Hierarchical Clustering better than Average-Linkage
This work addresses a theoretical bottleneck in hierarchical clustering for researchers and practitioners, providing improved algorithms for specific objectives, though it is incremental relative to prior work.
The paper tackled the problem of hierarchical clustering by analyzing two specific objectives and showing that average-linkage algorithms cannot achieve better than 1/3 and 2/3 approximations in worst-case scenarios, matching random solutions. It introduced two new algorithms based on semidefinite programming that provably outperform average-linkage for these objectives.

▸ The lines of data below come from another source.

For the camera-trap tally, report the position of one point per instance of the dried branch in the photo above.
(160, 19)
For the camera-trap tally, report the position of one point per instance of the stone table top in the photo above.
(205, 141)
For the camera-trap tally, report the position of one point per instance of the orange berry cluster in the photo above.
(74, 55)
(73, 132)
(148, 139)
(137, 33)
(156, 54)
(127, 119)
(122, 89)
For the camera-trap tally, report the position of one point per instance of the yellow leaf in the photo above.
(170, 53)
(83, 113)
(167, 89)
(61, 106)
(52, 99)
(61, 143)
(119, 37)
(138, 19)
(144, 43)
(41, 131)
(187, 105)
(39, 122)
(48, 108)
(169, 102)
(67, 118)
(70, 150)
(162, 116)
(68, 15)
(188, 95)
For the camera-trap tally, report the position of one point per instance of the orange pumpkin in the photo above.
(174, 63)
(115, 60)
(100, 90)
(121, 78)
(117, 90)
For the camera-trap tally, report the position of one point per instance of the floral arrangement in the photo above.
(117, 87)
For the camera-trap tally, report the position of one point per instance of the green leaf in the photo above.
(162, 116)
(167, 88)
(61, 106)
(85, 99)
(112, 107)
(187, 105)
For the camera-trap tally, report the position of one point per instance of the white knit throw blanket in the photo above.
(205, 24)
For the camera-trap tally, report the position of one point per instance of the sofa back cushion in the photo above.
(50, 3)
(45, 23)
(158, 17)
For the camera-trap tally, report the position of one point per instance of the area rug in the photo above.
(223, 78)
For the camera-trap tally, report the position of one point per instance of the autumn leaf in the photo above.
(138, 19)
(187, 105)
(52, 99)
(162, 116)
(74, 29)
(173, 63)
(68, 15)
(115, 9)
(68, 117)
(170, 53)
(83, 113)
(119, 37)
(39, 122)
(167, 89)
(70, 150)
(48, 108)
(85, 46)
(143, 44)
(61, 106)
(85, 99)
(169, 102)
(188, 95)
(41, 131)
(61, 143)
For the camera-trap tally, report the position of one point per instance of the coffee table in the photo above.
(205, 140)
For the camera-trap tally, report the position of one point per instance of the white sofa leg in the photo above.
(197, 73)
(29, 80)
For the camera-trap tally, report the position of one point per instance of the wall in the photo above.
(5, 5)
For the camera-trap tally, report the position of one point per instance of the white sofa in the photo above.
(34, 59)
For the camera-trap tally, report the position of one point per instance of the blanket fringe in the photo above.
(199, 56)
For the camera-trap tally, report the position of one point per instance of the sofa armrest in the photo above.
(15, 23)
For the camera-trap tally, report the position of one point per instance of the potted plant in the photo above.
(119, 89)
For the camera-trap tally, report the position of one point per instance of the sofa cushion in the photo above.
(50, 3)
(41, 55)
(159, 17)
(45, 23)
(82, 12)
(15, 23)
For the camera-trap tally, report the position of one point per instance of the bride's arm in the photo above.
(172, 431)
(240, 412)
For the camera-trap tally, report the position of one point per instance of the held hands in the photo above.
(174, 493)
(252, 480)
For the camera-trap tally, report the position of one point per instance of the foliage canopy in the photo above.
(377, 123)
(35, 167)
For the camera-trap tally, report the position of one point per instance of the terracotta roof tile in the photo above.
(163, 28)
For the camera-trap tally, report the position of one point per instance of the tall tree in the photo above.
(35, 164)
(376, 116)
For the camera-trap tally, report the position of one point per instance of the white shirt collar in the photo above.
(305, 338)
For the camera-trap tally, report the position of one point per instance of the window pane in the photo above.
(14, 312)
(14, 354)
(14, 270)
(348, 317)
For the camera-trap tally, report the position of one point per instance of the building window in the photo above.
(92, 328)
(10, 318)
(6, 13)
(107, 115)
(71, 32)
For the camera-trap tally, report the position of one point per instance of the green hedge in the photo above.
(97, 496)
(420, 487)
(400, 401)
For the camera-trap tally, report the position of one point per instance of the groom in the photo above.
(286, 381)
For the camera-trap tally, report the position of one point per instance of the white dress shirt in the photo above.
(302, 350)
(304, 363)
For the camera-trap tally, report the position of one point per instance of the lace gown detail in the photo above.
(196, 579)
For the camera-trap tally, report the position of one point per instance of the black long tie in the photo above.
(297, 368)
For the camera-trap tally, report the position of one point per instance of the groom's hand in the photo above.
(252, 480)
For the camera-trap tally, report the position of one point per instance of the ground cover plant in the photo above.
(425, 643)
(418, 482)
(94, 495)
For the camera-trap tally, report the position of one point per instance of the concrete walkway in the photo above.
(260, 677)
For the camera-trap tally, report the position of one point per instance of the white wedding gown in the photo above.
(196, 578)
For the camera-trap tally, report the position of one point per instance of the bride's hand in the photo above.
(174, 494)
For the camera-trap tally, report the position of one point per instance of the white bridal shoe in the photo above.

Hierarchical Clustering (HC) is a widely studied problem in exploratory data analysis, usually tackled by simple agglomerative procedures like average-linkage, single-linkage or complete-linkage. In this paper we focus on two objectives, introduced recently to give insight into the performance of average-linkage clustering: a similarity based HC objective proposed by [Moseley and Wang, 2017] and a dissimilarity based HC objective proposed by [Cohen-Addad et al., 2018]. In both cases, we present tight counterexamples showing that average-linkage cannot obtain better than 1/3 and 2/3 approximations respectively (in the worst-case), settling an open question raised in [Moseley and Wang, 2017]. This matches the approximation ratio of a random solution, raising a natural question: can we beat average-linkage for these objectives? We answer this in the affirmative, giving two new algorithms based on semidefinite programming with provably better guarantees.